Topic 5 LASSO: Shrinkage/Regularization

Learning Goals

Explain how ordinary and penalized least squares are similar and different with regard to (1) the form of the objective function and (2) the goal of variable selection
Explain why variable scaling is important for the performance of shrinkage methods
Explain how the lambda tuning parameter affects model performance and how this is related to overfitting
Describe how output from LASSO models can give a measure of variable importance

Slides from today are available here.

LASSO models in `caret`

To build LASSO models in caret, first load the package and set the seed for the random number generator to ensure reproducible results:

library(caret)
set.seed(___) # Pick your favorite number to fill in the parentheses

Then adapt the following code:

# Perform LASSO
lasso_mod <- train(
    y ~ .,
    data = ___,
    method = "glmnet",
    tuneGrid = data.frame(alpha = 1, lambda = seq(___, ___, length.out = ___)),
    trControl = trainControl(method = "cv", number = ___, selectionFunction = ___),
    metric = "MAE",
    na.action = na.omit
)

Argument	Meaning
`y ~ .`	Shorthand for the model of `y` by all possible predictors `x` in the data (every other variable in the dataset except `y`)
`data`	Sample data which only includes `y` and potential predictors `x`. (Make sure to remove unneeded variables with `select(-variable)` first.)
`method`	`"glmnet"` implements the LASSO and other regularization methods
`tuneGrid`	A mini-dataset (`data.frame`) of tuning parameters. `alpha = 1` specifies that we’re interested in the LASSO (not a different regularization method, like ridge regression). `lambda = seq(begin, end, length.out = # values in sequence)` specifies that LASSO should be run for each tuning parameter value in the specified sequence.
`trControl`	Use cross-validation to estimate test performance for each LASSO model fit (corresponding to each tuning parameter in `tuneGrid`). The process used to pick a final model from among these is indicated by the `selectionFunction` argument, options including `"best"` and `"oneSE"`. The `best` option will pick the model with the best metric. The `oneSE` option will pick the simplest model for which the metric is within one standard error of the best metric.
`metric`	Evaluate and compare competing LASSO models with respect to their CV-MAE.
`na.action`	Set `na.action = na.omit` to prevent errors if the data has missing values.

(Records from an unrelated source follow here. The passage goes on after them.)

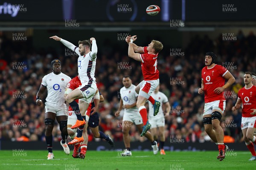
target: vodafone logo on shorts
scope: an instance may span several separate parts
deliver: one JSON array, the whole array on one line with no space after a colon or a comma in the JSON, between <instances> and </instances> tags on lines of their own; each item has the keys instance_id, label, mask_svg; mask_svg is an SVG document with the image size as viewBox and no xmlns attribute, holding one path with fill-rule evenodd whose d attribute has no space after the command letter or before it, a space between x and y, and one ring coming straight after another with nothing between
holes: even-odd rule
<instances>
[{"instance_id":1,"label":"vodafone logo on shorts","mask_svg":"<svg viewBox=\"0 0 256 170\"><path fill-rule=\"evenodd\" d=\"M249 101L250 100L250 99L249 99L249 97L246 96L244 97L244 102L246 102L247 103L249 102Z\"/></svg>"}]
</instances>

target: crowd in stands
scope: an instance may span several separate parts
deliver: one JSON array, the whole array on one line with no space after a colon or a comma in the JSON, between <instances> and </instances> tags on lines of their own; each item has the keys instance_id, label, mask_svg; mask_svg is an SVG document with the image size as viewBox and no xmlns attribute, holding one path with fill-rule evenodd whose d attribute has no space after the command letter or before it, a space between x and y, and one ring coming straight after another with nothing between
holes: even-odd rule
<instances>
[{"instance_id":1,"label":"crowd in stands","mask_svg":"<svg viewBox=\"0 0 256 170\"><path fill-rule=\"evenodd\" d=\"M166 119L166 140L175 135L187 142L210 140L202 123L204 95L198 94L198 90L201 85L204 54L212 51L217 54L218 64L227 67L236 79L225 92L226 107L221 122L225 140L226 142L242 142L241 109L233 112L231 108L236 101L238 90L244 85L244 73L256 72L256 37L253 32L245 36L241 31L236 36L236 41L224 41L221 35L213 40L206 35L196 36L183 51L184 56L170 55L171 47L164 44L158 59L158 69L160 91L168 97L171 106L170 115ZM158 40L161 41L160 38ZM26 42L14 42L6 38L4 32L0 34L2 140L44 141L44 106L38 106L35 102L42 79L52 71L50 62L56 58L61 61L63 73L71 78L78 74L77 57L67 56L64 45L64 52L58 54L53 48L35 49L32 42L32 37L28 37ZM148 42L145 42L145 44ZM130 75L135 85L143 79L140 63L128 57L125 42L119 44L113 45L113 42L106 40L102 46L98 45L95 72L98 88L105 99L100 104L98 112L99 130L111 135L116 141L122 141L122 116L115 117L114 114L119 107L119 91L123 87L123 76ZM41 98L45 99L46 95ZM88 132L89 141L96 140L90 130ZM130 134L131 141L147 140L140 137L135 126ZM57 122L53 136L55 141L61 139Z\"/></svg>"}]
</instances>

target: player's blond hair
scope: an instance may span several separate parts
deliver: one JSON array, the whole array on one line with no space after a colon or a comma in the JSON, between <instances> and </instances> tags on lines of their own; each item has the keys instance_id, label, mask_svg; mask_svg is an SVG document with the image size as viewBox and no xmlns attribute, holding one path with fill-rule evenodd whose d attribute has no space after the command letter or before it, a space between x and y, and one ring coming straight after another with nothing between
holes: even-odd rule
<instances>
[{"instance_id":1,"label":"player's blond hair","mask_svg":"<svg viewBox=\"0 0 256 170\"><path fill-rule=\"evenodd\" d=\"M87 45L89 48L90 48L90 40L84 40L83 41L79 41L78 42L78 45L79 45L81 44L83 44L84 45Z\"/></svg>"},{"instance_id":2,"label":"player's blond hair","mask_svg":"<svg viewBox=\"0 0 256 170\"><path fill-rule=\"evenodd\" d=\"M153 45L153 49L155 50L155 51L157 53L160 52L163 48L163 44L160 41L153 40L151 42L154 43Z\"/></svg>"}]
</instances>

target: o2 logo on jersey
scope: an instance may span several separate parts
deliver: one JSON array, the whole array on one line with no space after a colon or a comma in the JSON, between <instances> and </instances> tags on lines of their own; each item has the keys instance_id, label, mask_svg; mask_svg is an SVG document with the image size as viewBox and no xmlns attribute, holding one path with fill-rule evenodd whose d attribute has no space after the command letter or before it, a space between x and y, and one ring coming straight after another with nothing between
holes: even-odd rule
<instances>
[{"instance_id":1,"label":"o2 logo on jersey","mask_svg":"<svg viewBox=\"0 0 256 170\"><path fill-rule=\"evenodd\" d=\"M210 81L211 81L211 77L210 76L207 76L205 79L206 80L206 81L209 82Z\"/></svg>"},{"instance_id":2,"label":"o2 logo on jersey","mask_svg":"<svg viewBox=\"0 0 256 170\"><path fill-rule=\"evenodd\" d=\"M248 102L249 102L249 101L250 100L250 99L249 99L249 97L248 97L247 96L245 97L244 99L244 102L246 102L247 103Z\"/></svg>"},{"instance_id":3,"label":"o2 logo on jersey","mask_svg":"<svg viewBox=\"0 0 256 170\"><path fill-rule=\"evenodd\" d=\"M56 87L57 88L56 88ZM61 89L60 88L61 88L61 87L60 86L60 85L59 85L58 84L55 84L52 86L52 88L53 88L53 89L54 90L58 91L58 90L60 90L60 92L61 92Z\"/></svg>"},{"instance_id":4,"label":"o2 logo on jersey","mask_svg":"<svg viewBox=\"0 0 256 170\"><path fill-rule=\"evenodd\" d=\"M81 65L81 61L78 61L78 68L80 68L80 69L82 68L82 66Z\"/></svg>"},{"instance_id":5,"label":"o2 logo on jersey","mask_svg":"<svg viewBox=\"0 0 256 170\"><path fill-rule=\"evenodd\" d=\"M124 100L125 101L125 102L127 102L129 100L129 99L128 99L128 97L127 97L127 96L125 96L124 97ZM129 100L129 102L130 102L130 100Z\"/></svg>"}]
</instances>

Note: caret automatically implements variable standardization (scaling variables to have mean 0 and standard deviation 1) when using the "glmnet" method.

Examining the LASSO model for each $\lambda$

# Plot coefficient paths as a function of lambda
plot(lasso_mod$finalModel, xvar = "lambda", label = TRUE, col = rainbow(20))

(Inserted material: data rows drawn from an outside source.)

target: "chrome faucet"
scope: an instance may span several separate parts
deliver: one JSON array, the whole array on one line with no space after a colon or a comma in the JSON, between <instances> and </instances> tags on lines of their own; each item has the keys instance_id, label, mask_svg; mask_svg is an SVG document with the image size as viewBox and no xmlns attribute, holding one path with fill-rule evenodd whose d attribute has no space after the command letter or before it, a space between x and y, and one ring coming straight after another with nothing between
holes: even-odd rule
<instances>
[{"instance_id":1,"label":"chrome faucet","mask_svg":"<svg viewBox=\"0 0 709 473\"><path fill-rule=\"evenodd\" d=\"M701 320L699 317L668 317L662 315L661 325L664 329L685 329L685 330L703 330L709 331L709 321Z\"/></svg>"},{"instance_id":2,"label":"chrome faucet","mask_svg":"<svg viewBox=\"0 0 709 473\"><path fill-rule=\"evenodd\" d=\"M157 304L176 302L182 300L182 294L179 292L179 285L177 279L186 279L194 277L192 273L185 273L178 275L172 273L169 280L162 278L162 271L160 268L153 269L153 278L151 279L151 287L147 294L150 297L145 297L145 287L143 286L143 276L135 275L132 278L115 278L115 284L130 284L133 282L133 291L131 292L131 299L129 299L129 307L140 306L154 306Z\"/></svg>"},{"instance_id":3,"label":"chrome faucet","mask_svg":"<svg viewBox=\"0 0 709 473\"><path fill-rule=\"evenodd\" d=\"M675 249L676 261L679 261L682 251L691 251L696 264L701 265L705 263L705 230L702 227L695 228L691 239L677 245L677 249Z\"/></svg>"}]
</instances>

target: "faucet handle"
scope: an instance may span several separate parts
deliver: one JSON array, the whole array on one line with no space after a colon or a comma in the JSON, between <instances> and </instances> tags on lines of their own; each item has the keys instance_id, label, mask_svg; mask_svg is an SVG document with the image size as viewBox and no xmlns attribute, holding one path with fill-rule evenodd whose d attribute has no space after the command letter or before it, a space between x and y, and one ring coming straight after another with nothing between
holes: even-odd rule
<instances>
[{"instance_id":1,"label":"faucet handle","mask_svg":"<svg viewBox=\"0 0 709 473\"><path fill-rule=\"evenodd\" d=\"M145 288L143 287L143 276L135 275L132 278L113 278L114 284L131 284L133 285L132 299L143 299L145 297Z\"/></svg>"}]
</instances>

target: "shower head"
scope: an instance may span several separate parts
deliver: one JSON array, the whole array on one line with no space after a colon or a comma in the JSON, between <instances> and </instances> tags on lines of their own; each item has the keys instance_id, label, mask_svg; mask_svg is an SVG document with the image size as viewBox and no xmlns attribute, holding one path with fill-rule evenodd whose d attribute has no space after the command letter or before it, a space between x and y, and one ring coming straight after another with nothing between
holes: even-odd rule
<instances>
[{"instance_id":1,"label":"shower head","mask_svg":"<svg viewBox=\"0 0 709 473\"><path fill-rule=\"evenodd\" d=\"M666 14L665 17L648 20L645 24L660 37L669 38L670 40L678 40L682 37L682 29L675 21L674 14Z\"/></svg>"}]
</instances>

# Codebook for which variables the numbers correspond to
rownames(lasso_mod$finalModel$beta)

Identifying the “best” LASSO model

The “best” model in the sequence of models fit is defined relative to the chosen selectionFunction and metric.

# Plot CV-estimated test performance versus the tuning parameter (lambda)
plot(lasso_mod)

# CV metrics for each LASSO model
lasso_mod$results

# Identify which tuning parameter (lambda) is "best"
lasso_mod$bestTune

# Obtain the predictors and coefficients of the "best" model
# The .'s indicate that the coefficient is 0
coef(lasso_mod$finalModel, lasso_mod$bestTune$lambda)

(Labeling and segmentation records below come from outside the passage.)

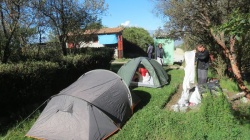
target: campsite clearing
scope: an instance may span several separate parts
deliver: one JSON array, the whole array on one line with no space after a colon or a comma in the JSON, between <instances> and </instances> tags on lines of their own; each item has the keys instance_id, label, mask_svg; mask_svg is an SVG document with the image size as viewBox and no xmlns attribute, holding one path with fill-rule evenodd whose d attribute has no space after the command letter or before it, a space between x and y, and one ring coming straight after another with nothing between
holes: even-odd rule
<instances>
[{"instance_id":1,"label":"campsite clearing","mask_svg":"<svg viewBox=\"0 0 250 140\"><path fill-rule=\"evenodd\" d=\"M133 116L111 140L250 139L249 107L245 107L244 112L234 112L223 97L208 97L197 112L179 113L165 109L184 76L183 70L166 71L171 80L163 88L138 87L132 90L131 94L139 96L141 102L136 106ZM222 88L225 87L226 84L223 84ZM33 118L37 119L38 116L36 113ZM10 134L5 139L29 139L24 135L35 122L34 119L30 118L16 129L9 129ZM1 134L0 139L5 135Z\"/></svg>"}]
</instances>

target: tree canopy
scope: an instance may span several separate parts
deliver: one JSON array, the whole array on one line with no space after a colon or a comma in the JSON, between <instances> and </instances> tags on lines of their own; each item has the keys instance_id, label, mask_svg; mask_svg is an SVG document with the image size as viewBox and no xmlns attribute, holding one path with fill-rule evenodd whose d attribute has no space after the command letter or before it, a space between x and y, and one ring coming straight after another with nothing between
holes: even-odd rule
<instances>
[{"instance_id":1,"label":"tree canopy","mask_svg":"<svg viewBox=\"0 0 250 140\"><path fill-rule=\"evenodd\" d=\"M239 88L249 93L242 81L239 36L249 36L249 0L155 0L156 13L166 20L167 36L188 37L195 44L206 44L232 67ZM236 11L235 13L233 11ZM248 41L245 40L244 43ZM194 45L195 45L194 44Z\"/></svg>"}]
</instances>

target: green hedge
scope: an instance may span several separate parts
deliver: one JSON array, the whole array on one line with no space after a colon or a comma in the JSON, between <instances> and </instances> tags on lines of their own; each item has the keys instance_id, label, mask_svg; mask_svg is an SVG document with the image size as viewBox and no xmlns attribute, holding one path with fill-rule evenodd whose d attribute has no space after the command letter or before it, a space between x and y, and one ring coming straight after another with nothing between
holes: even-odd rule
<instances>
[{"instance_id":1,"label":"green hedge","mask_svg":"<svg viewBox=\"0 0 250 140\"><path fill-rule=\"evenodd\" d=\"M110 69L114 51L109 48L82 49L58 58L49 54L49 59L44 53L38 57L26 55L19 63L0 64L0 106L3 107L0 117L45 101L87 71Z\"/></svg>"}]
</instances>

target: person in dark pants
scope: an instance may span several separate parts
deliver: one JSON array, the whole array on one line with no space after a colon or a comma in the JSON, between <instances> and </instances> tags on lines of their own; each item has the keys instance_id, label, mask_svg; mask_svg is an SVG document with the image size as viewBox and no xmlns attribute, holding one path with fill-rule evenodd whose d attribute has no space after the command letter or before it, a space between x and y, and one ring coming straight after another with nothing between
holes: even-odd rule
<instances>
[{"instance_id":1,"label":"person in dark pants","mask_svg":"<svg viewBox=\"0 0 250 140\"><path fill-rule=\"evenodd\" d=\"M152 53L153 53L153 46L151 44L149 44L148 46L148 58L151 59L152 58Z\"/></svg>"},{"instance_id":2,"label":"person in dark pants","mask_svg":"<svg viewBox=\"0 0 250 140\"><path fill-rule=\"evenodd\" d=\"M196 47L197 51L195 54L197 60L198 69L198 84L204 84L207 82L207 72L209 67L209 52L204 45L199 44Z\"/></svg>"}]
</instances>

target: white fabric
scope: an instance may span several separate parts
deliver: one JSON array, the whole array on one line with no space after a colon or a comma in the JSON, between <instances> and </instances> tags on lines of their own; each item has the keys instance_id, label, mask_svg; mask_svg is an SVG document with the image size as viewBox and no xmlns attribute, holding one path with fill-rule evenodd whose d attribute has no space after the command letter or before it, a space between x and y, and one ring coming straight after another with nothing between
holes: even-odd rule
<instances>
[{"instance_id":1,"label":"white fabric","mask_svg":"<svg viewBox=\"0 0 250 140\"><path fill-rule=\"evenodd\" d=\"M181 98L178 101L178 104L180 105L188 105L189 100L189 90L191 88L190 84L194 84L194 78L195 78L195 51L187 51L184 54L185 58L185 76L182 84L182 95Z\"/></svg>"}]
</instances>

# Obtain the predictors and coefficients of LASSO model w/ different lambda
# e.g., lambda = 1 (roughly)
coef(lasso_mod$finalModel, 1)

# Get information from all CV iterations for the "best" model
lasso_mod$resample

Exercises

You can download a template RMarkdown file to start from here.

We’ll continue using the body fat dataset to explore LASSO modeling.

library(caret)
library(ggplot2)
library(dplyr)
library(readr)
bodyfat <- read_csv("http://www.macalester.edu/~ajohns24/data/bodyfatsub.csv")

# Take out the redundant Density and HeightFt variables
bodyfat <- bodyfat %>% 
    select(-Density, -HeightFt)

Exercise 1: A least squares model

Let’s start by building an ordinary (not penalized) least squares model to review important concepts. We’ll fit a model with all possible predictors.

ls_mod <- lm(BodyFat ~ ., data = bodyfat)

Use caret to perform 10-fold cross-validation to estimate test MAE for this model.
How do you think the estimated test error would change with fewer predictors?
This model fit with ordinary least squares corresponds to a special case of penalized least squares. What is the value of $\lambda$ in this special case?
As $\lambda$ increases, what would you expect to happen to the number of predictors that remain in the model?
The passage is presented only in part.